The challenge with a Category A is getting the student to come up with this revelation—or a better one! Maybe it isn’t a murder, it’s a car theft!—on her own, using her instincts. So I ask a question like, “what would happen if the boyfriend didn’t actually commit the murder? What would happen then?” (Come on, I’m nudging. Make the best choice.)
The greater challenge is Category B: the student story that just really, really isn’t working. Your instinct tells you so. But you have no idea why. So you read it again. Maybe it’s that the vampire emerges too late in the story? Maybe that the main character is not “round” or “dynamic” but “static” and “flat?” Yes, you think. All of the above. And more. Usually the student writing this story is enthusiastic, vivid, and has a terrible penchant for gore, plus they’ve told you they’re really eager for your feedback. Try as you might to summon your instincts, they’ve gone out for tea. You stare at the page.
That’s when you haul out your toolbox. Because when instinct fails, you have to have a toolbox. In mine: phrases like “Have you asked yourself what your protagonist wants?” and “Try starting in a different place” and “I can’t identify the central tension. What do YOU think your story is about?”

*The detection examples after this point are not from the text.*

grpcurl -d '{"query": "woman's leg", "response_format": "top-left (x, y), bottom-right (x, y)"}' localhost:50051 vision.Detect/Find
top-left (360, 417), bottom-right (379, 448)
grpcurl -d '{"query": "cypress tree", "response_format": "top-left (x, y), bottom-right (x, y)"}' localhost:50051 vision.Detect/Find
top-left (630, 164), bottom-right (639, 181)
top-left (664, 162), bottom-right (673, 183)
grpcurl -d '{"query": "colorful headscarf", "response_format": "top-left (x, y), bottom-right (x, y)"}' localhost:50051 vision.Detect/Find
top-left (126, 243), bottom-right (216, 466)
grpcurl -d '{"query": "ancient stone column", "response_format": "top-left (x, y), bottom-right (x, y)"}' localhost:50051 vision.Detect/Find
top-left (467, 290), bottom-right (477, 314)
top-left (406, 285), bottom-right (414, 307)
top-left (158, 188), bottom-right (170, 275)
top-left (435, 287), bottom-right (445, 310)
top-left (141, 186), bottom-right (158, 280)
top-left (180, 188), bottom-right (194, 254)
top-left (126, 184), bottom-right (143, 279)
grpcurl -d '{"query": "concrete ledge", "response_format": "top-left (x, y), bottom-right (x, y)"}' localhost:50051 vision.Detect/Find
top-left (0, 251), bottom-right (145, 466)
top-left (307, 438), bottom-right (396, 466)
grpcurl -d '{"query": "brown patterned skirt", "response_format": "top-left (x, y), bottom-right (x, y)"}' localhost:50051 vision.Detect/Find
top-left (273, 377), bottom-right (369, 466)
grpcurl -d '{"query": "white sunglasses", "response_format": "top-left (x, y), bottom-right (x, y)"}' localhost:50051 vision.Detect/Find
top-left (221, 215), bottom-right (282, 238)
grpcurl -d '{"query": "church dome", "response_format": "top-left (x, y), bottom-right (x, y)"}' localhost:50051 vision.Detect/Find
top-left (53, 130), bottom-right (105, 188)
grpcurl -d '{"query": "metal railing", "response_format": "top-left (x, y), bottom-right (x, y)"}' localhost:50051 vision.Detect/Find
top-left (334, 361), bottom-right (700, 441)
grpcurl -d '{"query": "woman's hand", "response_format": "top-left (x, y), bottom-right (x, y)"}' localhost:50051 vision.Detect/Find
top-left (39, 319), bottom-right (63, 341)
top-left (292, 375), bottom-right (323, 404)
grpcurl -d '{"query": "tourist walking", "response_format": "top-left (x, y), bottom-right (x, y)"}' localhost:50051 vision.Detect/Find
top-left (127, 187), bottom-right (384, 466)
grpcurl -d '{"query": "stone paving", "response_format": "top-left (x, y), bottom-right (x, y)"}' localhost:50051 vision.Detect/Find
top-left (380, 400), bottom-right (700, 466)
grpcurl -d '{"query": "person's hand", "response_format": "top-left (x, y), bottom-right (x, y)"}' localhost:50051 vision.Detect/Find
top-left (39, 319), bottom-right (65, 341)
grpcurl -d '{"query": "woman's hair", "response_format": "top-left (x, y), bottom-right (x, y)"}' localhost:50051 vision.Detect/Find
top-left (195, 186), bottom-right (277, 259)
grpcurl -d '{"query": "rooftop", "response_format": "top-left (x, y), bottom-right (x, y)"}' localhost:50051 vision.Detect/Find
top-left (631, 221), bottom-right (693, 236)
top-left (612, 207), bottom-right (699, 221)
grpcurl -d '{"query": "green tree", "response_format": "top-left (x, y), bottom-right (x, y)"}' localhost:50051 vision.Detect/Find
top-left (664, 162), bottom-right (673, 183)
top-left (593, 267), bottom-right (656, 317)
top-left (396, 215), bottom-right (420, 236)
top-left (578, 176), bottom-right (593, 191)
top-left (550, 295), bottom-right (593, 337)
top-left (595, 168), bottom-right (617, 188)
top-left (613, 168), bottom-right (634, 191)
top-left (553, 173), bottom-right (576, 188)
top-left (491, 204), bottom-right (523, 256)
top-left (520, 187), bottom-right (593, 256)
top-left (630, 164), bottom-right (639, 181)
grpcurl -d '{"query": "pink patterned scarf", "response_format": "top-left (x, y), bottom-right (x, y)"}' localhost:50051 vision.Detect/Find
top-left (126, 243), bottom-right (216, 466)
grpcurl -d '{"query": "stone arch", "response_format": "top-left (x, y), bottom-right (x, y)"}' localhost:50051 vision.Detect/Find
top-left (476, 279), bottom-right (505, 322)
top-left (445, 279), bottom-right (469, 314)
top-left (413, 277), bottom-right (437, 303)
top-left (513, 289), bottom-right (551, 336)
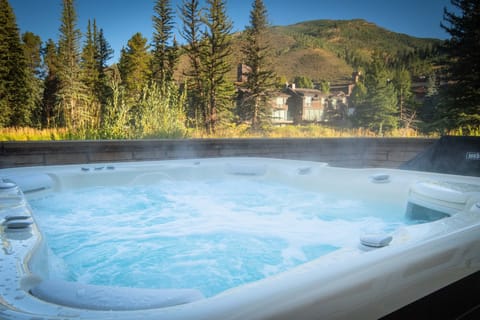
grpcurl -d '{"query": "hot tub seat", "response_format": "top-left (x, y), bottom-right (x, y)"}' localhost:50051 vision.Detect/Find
top-left (30, 280), bottom-right (204, 310)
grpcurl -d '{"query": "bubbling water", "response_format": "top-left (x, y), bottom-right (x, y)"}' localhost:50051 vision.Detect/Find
top-left (30, 177), bottom-right (404, 296)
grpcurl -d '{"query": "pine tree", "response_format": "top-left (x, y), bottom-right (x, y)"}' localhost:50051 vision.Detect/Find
top-left (393, 68), bottom-right (417, 129)
top-left (152, 0), bottom-right (177, 82)
top-left (0, 0), bottom-right (32, 127)
top-left (180, 0), bottom-right (203, 125)
top-left (22, 32), bottom-right (43, 127)
top-left (94, 24), bottom-right (113, 114)
top-left (57, 0), bottom-right (87, 129)
top-left (437, 0), bottom-right (480, 132)
top-left (352, 56), bottom-right (398, 135)
top-left (242, 0), bottom-right (275, 129)
top-left (41, 39), bottom-right (60, 128)
top-left (119, 32), bottom-right (151, 101)
top-left (81, 20), bottom-right (101, 128)
top-left (200, 0), bottom-right (234, 133)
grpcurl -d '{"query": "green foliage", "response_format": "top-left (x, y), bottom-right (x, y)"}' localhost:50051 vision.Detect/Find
top-left (180, 0), bottom-right (203, 128)
top-left (22, 32), bottom-right (43, 127)
top-left (56, 0), bottom-right (86, 129)
top-left (0, 0), bottom-right (33, 127)
top-left (40, 39), bottom-right (60, 128)
top-left (436, 0), bottom-right (480, 132)
top-left (353, 56), bottom-right (398, 135)
top-left (119, 32), bottom-right (151, 100)
top-left (152, 0), bottom-right (178, 81)
top-left (199, 0), bottom-right (234, 133)
top-left (293, 76), bottom-right (313, 89)
top-left (240, 0), bottom-right (275, 130)
top-left (135, 82), bottom-right (186, 138)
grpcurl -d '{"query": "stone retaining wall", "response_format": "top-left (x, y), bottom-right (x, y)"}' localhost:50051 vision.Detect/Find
top-left (0, 138), bottom-right (436, 168)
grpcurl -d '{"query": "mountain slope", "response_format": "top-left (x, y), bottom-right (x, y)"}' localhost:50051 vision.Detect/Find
top-left (177, 19), bottom-right (442, 84)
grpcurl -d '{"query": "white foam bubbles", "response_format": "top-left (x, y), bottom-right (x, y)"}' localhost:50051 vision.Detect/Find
top-left (31, 176), bottom-right (403, 296)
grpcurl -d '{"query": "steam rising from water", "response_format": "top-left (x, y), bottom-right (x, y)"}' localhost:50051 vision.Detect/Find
top-left (30, 177), bottom-right (403, 296)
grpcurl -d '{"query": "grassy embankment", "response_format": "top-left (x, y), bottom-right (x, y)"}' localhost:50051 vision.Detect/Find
top-left (0, 125), bottom-right (440, 141)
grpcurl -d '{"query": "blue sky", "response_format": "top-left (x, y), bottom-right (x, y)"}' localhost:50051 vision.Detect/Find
top-left (9, 0), bottom-right (452, 60)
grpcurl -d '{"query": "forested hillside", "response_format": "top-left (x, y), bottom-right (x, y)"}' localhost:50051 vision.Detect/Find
top-left (0, 0), bottom-right (480, 139)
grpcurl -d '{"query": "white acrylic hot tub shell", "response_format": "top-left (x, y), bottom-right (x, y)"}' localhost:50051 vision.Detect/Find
top-left (0, 158), bottom-right (480, 319)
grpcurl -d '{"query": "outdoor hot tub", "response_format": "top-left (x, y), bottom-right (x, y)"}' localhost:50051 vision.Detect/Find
top-left (0, 158), bottom-right (480, 319)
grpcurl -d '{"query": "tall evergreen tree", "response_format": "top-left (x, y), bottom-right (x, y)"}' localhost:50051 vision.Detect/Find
top-left (119, 32), bottom-right (151, 101)
top-left (242, 0), bottom-right (275, 129)
top-left (22, 32), bottom-right (43, 127)
top-left (81, 20), bottom-right (101, 128)
top-left (152, 0), bottom-right (177, 81)
top-left (0, 0), bottom-right (32, 127)
top-left (57, 0), bottom-right (87, 129)
top-left (41, 39), bottom-right (60, 128)
top-left (353, 56), bottom-right (398, 135)
top-left (180, 0), bottom-right (203, 125)
top-left (438, 0), bottom-right (480, 131)
top-left (393, 68), bottom-right (417, 129)
top-left (200, 0), bottom-right (234, 133)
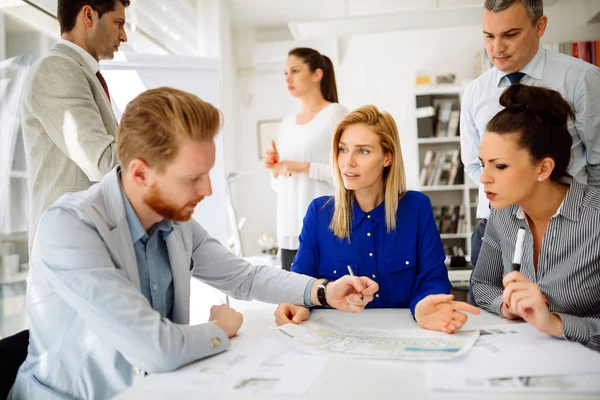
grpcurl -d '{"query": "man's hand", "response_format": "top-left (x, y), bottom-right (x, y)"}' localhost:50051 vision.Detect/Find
top-left (502, 272), bottom-right (563, 337)
top-left (415, 294), bottom-right (479, 333)
top-left (208, 304), bottom-right (244, 337)
top-left (318, 275), bottom-right (379, 313)
top-left (274, 303), bottom-right (310, 326)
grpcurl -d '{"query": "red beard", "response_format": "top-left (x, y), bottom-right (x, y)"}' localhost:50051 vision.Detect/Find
top-left (144, 183), bottom-right (204, 222)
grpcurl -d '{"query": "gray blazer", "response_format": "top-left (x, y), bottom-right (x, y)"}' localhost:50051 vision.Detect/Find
top-left (9, 167), bottom-right (312, 399)
top-left (21, 44), bottom-right (117, 249)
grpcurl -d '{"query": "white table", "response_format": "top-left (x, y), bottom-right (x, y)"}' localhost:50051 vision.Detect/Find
top-left (117, 302), bottom-right (598, 400)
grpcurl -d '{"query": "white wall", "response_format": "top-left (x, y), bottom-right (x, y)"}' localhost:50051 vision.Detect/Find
top-left (234, 0), bottom-right (600, 254)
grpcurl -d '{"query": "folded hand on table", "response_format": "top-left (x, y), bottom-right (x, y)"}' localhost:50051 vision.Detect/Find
top-left (275, 275), bottom-right (379, 326)
top-left (501, 272), bottom-right (563, 337)
top-left (415, 294), bottom-right (479, 333)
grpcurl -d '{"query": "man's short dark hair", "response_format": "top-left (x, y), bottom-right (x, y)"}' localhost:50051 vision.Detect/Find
top-left (56, 0), bottom-right (130, 34)
top-left (484, 0), bottom-right (544, 25)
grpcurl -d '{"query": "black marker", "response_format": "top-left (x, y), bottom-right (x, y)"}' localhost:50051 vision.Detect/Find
top-left (513, 228), bottom-right (525, 272)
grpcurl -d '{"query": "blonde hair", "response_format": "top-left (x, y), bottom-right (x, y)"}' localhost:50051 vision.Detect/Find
top-left (329, 105), bottom-right (406, 240)
top-left (117, 87), bottom-right (222, 172)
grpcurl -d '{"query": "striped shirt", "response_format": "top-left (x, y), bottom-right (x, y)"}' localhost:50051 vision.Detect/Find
top-left (471, 179), bottom-right (600, 351)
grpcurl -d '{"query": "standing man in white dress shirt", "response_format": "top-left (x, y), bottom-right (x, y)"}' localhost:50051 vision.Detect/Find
top-left (460, 0), bottom-right (600, 300)
top-left (21, 0), bottom-right (130, 249)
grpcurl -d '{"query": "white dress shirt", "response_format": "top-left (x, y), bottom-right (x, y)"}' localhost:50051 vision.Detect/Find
top-left (271, 103), bottom-right (348, 250)
top-left (460, 47), bottom-right (600, 218)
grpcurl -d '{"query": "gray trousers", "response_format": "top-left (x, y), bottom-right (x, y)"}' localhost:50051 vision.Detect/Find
top-left (469, 219), bottom-right (487, 306)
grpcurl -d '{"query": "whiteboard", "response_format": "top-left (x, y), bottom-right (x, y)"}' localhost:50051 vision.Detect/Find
top-left (100, 53), bottom-right (229, 247)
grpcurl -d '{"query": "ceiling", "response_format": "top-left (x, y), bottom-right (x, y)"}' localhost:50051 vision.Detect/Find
top-left (20, 0), bottom-right (198, 54)
top-left (228, 0), bottom-right (564, 30)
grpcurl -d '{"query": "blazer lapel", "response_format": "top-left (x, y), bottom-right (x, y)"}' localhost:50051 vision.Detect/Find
top-left (51, 43), bottom-right (119, 126)
top-left (167, 224), bottom-right (192, 324)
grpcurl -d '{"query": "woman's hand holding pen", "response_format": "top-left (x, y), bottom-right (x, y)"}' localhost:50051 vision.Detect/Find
top-left (263, 140), bottom-right (279, 176)
top-left (415, 294), bottom-right (479, 333)
top-left (502, 271), bottom-right (563, 336)
top-left (274, 275), bottom-right (379, 326)
top-left (273, 303), bottom-right (310, 326)
top-left (262, 140), bottom-right (310, 176)
top-left (325, 275), bottom-right (379, 313)
top-left (277, 161), bottom-right (310, 176)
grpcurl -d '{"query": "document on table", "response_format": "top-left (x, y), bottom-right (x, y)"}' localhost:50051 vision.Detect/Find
top-left (425, 323), bottom-right (600, 393)
top-left (138, 337), bottom-right (328, 396)
top-left (279, 318), bottom-right (479, 361)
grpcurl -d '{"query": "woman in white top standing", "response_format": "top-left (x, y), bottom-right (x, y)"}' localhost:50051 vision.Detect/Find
top-left (263, 47), bottom-right (348, 271)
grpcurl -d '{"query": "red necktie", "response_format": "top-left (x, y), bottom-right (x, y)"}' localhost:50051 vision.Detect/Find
top-left (96, 71), bottom-right (110, 101)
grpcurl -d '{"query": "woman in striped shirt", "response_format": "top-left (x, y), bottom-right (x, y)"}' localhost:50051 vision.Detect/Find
top-left (471, 84), bottom-right (600, 351)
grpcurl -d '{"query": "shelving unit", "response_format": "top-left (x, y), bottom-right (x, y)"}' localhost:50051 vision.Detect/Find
top-left (415, 85), bottom-right (477, 268)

I whip out a couple of those phrases and, by golly, I’ve given something resembling feedback. I’m actually, maybe, understanding what’s wrong after all. The central tension is unclear; I don’t know what the character wants. Shazam, I think. And what do you know if the next story isn’t a Category C? Category C: a story that shows talent. Good instincts, I write. Very good.
I’m sure there’s a lesson here for me, too, not the teacher me but the writer me: when instinct fails, I need to haul out my tools. The more I write, the more I realize that writing is not just about strokes of brilliance or good instincts but hard work and the willingness to try different things. This, I guess, is why I believe writing can be taught: because talent, and even good instincts, only get you so far.
And if you’ll excuse me, I have papers to grade.